Trump's Recklessness on Energy

Donald Trump’s comments on energy during this campaign season have been sparse. But apparently off-the-cuff statements the past few weeks on environmental protection and Saudi Arabia have been real blockbusters.

In a Fox News debate late last month, the frontrunner for the Republican nomination for president said that, if elected, he planned to virtually eliminate the Environmental Protection Agency. Created under Republican President Richard Nixon in 1970, EPA has generally been able to count on fairly bipartisan support. Though GOP attacks in recent years gotten considerably shriller, no previous American political candidate has ever gone so far with an environmental position anywhere near this extreme.

A reasonable observer might conclude that the United States is beating the socks off China in providing clean air and protecting the lungs of its citizens. With China now adopting tough new initiatives to address its severe air problems, Trump pledges, in effect, to make America dirty again and unravel an American system that has been the envy of much of the world.

Trump told reporters from the New York Times several days ago that he would end U.S. purchases of oil from Saudi Arabia unless the Saudis committed more funds to U.S. military operations in the Middle East. A good discussion of how to allocate the costs of defending the region against aggression would certainly be in order. The last three administrations have paid less attention to this issue than previous ones. But the Trump approach demonstrates a lack of understanding of international oil markets.
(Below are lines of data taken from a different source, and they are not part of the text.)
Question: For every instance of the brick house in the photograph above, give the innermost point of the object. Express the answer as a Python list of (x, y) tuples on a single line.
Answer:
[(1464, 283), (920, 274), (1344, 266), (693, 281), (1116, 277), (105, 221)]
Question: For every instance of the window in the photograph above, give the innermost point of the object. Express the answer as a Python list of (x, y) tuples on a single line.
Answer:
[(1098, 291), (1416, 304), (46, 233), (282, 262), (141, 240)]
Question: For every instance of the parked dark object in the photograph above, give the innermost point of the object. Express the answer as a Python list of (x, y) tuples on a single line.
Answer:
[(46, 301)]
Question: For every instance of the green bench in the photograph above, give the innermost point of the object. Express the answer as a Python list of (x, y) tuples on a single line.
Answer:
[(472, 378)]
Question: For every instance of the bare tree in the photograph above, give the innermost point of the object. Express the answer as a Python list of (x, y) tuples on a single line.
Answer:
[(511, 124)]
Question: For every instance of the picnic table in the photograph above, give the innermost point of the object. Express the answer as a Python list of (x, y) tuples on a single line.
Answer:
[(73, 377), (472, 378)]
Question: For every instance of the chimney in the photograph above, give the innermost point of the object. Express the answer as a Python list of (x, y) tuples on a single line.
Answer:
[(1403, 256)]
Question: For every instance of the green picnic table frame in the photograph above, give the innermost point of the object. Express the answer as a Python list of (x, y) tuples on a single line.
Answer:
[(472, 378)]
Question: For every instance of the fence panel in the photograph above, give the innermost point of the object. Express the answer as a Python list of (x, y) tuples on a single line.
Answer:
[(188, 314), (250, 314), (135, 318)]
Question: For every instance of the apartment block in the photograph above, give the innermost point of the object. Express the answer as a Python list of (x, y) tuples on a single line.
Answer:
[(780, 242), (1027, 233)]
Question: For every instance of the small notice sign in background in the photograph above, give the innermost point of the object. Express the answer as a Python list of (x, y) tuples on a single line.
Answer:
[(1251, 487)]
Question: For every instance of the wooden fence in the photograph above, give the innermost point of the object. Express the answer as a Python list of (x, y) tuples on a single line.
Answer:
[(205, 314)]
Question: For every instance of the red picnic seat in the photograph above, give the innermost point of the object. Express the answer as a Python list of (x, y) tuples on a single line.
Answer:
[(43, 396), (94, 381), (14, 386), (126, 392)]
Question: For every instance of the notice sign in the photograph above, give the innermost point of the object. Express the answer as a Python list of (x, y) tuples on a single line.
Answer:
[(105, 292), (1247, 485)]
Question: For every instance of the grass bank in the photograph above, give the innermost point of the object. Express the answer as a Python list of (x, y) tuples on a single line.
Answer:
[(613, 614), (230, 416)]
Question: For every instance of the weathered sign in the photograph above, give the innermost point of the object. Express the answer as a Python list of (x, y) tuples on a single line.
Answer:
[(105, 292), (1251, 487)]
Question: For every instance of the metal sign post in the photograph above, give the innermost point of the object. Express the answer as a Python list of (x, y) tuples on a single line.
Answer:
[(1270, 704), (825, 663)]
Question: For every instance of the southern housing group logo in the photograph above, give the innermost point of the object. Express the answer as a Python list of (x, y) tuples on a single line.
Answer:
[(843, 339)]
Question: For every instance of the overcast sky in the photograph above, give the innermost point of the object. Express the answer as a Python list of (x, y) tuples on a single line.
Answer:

Unilateral boycotts hardly pose a major threat to oil exporters. The embargo on Iran’s oil worked because it was supported by most of the oil-consuming nations. In the case of Saudi Arabia, its oil would end up being diverted elsewhere, while we would probably buy oil we needed from the sellers who were displaced by the Saudis. To the extent the Saudis had difficulty finding the right refineries for their grade of oil, our refiners would have similar challenges getting the correct match. In sum, there would be inefficiency added into the global trade of oil, but things would still get worked out.

We have limited our markets to foreign suppliers before (during the Depression and from 1959 to 1973) and, in many respects, the actions ended up backfiring on us. The founding of OPEC itself was, in part, a response to the decision by President Dwight D. Eisenhower – under pressure from protectionist oil-patch Democrats and worried about the national security implications of dependence on foreign oil – to impose import quotas. Trump argues we are in a better position to reject foreign oil because of rising U.S. production, but there are no immediate prospects that we do without any imports, particularly when low prices are reining in U.S. exploration and development.

In addition, we would be accepting oil from Iran but not from Saudi Arabia – a symbolic act probably not in America’s best interests. What sort of message does it send to that region of the world when a leading presidential candidate says we are willing to contemplate the fall of an ally of many decades? Does Mr. Trump have an alternative government in mind? Why can’t discussions about military costs take place in private, where they might be more productive and less disruptive to the relationship?

Added to his threat to place punitive tariffs on imports from China, Trump’s position that the government in Washington should tell oil refiners who they can buy crude from (in the absence of an international approach that might actually produce results) raises questions about how far the federal government should go in constraining private commerce. The government should be the final arbiter on American foreign policy, but it is hard to justify penalizing American businesses and consumers when the proposed actions may do more harm than good.

Environmental policy and foreign policy are like chess games in which an American president gets to move pieces, but other people do as well. It would be encouraging to see the energy game thought out more moves in advance, in case the blustery tweets and interview sound bites of the campaign trail make it all the way to the Oval Office.